O único ponto positivo destes últimos tempos é a grande incidência de autores nacionais, muito embora ainda em quantidade, mais do que em qualidade. Mas, se me permitem a liberdade aqueles que devem (ou deveriam) zelar pela cultura no país, devo lembrar-lhes que o teatro (condenado, maltratado, negligenciado) ainda continua a ser o melhor documentário da vida dos países do Ocidente. Ele, como diz Shakespeare, é o “espelho da natureza” e, muito particularmente, da natureza política e social. Se queremos que o Brasil tenha uma história viva, é preciso estimular o teatro. E tampouco devem eles se esquecer do que recomenda Hamlet a Polonius sobre os atores: “Lembrai-vos que devem ser muito bem tratados, pois são o resumo e a crônica de nosso tempo; seria melhor ter um mau epitáfio depois de sua morte do que a sua maledicência enquanto estiver vivo.”

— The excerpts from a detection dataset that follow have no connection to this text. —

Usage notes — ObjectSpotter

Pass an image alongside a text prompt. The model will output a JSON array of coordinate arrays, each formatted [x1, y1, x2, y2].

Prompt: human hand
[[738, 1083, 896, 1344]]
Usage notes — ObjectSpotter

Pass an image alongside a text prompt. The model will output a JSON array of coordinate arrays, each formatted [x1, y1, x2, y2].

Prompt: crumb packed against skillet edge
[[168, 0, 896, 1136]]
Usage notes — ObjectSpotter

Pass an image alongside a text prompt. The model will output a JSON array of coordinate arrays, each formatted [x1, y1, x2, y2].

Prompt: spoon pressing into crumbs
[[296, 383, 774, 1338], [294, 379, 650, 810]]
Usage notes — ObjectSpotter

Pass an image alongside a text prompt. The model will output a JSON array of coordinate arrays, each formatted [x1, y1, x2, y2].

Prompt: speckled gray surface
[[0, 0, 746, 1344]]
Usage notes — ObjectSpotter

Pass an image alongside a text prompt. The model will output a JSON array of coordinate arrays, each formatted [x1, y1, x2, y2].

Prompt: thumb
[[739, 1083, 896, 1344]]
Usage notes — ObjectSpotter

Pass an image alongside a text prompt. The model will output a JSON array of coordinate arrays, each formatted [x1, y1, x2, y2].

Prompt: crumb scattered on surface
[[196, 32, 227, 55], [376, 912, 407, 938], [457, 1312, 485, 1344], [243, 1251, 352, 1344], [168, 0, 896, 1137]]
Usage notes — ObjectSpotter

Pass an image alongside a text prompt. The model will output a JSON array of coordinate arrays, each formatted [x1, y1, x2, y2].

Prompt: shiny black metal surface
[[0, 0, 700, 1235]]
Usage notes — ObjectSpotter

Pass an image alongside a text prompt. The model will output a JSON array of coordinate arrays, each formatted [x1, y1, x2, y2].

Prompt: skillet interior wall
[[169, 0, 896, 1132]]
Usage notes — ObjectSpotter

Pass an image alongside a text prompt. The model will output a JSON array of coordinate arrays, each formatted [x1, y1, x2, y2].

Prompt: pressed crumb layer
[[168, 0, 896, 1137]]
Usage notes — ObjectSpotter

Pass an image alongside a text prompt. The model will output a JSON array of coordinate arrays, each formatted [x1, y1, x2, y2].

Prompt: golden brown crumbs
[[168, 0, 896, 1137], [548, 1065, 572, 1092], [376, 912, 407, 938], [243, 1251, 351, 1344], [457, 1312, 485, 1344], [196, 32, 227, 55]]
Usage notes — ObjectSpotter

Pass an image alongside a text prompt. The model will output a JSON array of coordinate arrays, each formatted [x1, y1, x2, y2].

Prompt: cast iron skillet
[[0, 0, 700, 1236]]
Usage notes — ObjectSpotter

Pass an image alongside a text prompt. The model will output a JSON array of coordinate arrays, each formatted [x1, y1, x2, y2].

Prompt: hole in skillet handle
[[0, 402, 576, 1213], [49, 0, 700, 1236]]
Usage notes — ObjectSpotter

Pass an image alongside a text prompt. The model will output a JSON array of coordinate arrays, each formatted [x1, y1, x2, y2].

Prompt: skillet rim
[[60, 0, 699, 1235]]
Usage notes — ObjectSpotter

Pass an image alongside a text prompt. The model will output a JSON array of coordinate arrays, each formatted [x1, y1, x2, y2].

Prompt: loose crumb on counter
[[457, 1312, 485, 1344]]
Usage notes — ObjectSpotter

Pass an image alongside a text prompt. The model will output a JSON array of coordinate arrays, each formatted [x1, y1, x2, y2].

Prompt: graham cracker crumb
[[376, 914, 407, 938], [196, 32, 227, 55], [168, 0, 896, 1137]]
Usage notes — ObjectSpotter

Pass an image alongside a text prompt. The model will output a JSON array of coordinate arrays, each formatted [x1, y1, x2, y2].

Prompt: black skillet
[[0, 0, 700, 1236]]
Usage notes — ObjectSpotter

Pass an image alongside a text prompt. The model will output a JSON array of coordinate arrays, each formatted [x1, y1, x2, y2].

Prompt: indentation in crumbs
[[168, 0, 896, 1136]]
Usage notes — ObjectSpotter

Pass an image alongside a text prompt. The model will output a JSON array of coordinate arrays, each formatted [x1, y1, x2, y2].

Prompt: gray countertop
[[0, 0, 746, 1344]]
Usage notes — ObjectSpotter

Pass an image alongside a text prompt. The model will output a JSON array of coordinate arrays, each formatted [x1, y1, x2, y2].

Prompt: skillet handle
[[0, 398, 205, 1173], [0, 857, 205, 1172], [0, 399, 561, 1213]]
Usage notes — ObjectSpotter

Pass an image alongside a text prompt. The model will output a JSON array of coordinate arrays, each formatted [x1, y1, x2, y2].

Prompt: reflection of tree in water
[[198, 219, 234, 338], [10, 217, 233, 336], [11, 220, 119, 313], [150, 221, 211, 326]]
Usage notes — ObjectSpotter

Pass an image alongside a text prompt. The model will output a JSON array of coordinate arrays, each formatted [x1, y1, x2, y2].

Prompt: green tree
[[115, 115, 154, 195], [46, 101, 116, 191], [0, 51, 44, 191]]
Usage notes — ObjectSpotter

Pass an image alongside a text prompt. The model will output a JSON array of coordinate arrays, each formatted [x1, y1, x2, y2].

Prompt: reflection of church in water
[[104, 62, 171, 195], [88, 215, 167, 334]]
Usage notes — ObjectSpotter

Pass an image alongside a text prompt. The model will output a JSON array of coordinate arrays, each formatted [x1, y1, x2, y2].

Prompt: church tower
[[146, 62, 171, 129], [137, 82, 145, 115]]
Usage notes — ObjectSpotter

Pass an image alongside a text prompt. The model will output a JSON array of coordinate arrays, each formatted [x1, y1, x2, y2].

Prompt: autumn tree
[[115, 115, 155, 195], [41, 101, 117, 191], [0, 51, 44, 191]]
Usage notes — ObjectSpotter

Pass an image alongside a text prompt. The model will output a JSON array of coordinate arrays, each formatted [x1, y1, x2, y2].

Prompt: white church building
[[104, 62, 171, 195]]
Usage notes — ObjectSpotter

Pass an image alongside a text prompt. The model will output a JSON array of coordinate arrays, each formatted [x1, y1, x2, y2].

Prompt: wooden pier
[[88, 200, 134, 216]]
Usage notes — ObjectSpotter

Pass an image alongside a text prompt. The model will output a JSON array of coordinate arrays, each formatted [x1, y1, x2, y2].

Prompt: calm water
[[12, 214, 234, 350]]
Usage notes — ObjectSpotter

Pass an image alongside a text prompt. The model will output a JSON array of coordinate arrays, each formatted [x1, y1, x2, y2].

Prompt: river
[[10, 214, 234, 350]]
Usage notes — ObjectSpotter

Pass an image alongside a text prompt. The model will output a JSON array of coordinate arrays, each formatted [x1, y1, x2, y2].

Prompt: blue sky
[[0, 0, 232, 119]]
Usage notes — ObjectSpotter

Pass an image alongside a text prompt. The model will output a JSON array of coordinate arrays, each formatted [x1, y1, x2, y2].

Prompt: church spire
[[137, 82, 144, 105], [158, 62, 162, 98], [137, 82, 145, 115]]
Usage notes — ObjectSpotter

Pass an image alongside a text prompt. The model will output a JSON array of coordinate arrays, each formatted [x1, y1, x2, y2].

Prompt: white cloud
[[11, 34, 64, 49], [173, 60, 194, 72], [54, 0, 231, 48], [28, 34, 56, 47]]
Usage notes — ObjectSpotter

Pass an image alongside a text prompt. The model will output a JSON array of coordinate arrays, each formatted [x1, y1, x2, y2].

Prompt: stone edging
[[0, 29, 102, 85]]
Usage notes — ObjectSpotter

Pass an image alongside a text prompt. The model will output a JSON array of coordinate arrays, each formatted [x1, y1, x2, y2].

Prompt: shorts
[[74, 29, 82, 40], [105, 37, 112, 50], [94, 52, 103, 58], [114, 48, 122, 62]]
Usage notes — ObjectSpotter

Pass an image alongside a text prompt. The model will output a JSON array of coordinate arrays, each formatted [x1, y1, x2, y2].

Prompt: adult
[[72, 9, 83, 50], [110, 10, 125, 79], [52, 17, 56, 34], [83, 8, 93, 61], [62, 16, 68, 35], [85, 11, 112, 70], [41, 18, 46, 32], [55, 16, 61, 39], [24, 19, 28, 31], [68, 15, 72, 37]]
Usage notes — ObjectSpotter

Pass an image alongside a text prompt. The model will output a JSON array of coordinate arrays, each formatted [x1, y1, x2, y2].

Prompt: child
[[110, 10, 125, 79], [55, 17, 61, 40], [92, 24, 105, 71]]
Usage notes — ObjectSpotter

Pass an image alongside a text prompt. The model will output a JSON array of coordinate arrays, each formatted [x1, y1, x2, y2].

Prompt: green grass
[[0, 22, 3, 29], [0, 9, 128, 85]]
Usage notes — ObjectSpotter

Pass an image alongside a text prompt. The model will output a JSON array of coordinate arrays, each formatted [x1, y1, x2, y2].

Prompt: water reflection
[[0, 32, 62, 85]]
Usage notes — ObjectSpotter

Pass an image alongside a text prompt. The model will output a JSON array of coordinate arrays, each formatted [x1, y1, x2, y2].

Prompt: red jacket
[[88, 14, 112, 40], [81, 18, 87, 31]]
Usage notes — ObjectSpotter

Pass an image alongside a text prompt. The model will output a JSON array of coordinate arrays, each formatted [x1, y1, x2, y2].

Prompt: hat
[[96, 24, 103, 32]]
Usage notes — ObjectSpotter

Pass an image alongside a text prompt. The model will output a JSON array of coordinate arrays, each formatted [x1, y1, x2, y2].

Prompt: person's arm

Todo mundo que faz ou lida com a vida no palco vem se queixando regularmente da decadência do teatro, mais ou menos desde o tempo de Eurípides, mas o quadro brasileiro, e ainda mais o carioca, atual é grave. Uma arte que já nos enriqueceu tanto não pode ser tratada com tanto desprezo e desrespeito. O teatro é de tal modo ignorado pelos poderes públicos que pode passar como não sendo relevante para ele o lastimável e assustador projeto da Ancinav, nitidamente inspirado no que há de pior em Zdhanov e Goebels. O projeto pode florear e enfeitar, mas censura, seja qual for o apelido, é censura, aquela mesma cujo fim foi tão comemorado, até por muitos dos que agora querem a sua volta. Claro que todos só pensam que o “cinav” do nefando projeto só se refere a cinema e TV, mas, como não há nada tão audiovisual quanto o teatro, não há dúvida de que caminhos serão encontrados para incluir essa matriz básica que o Ministério da Cultura parece considerar uma espécie de prima tão pobre que nem merece atenção.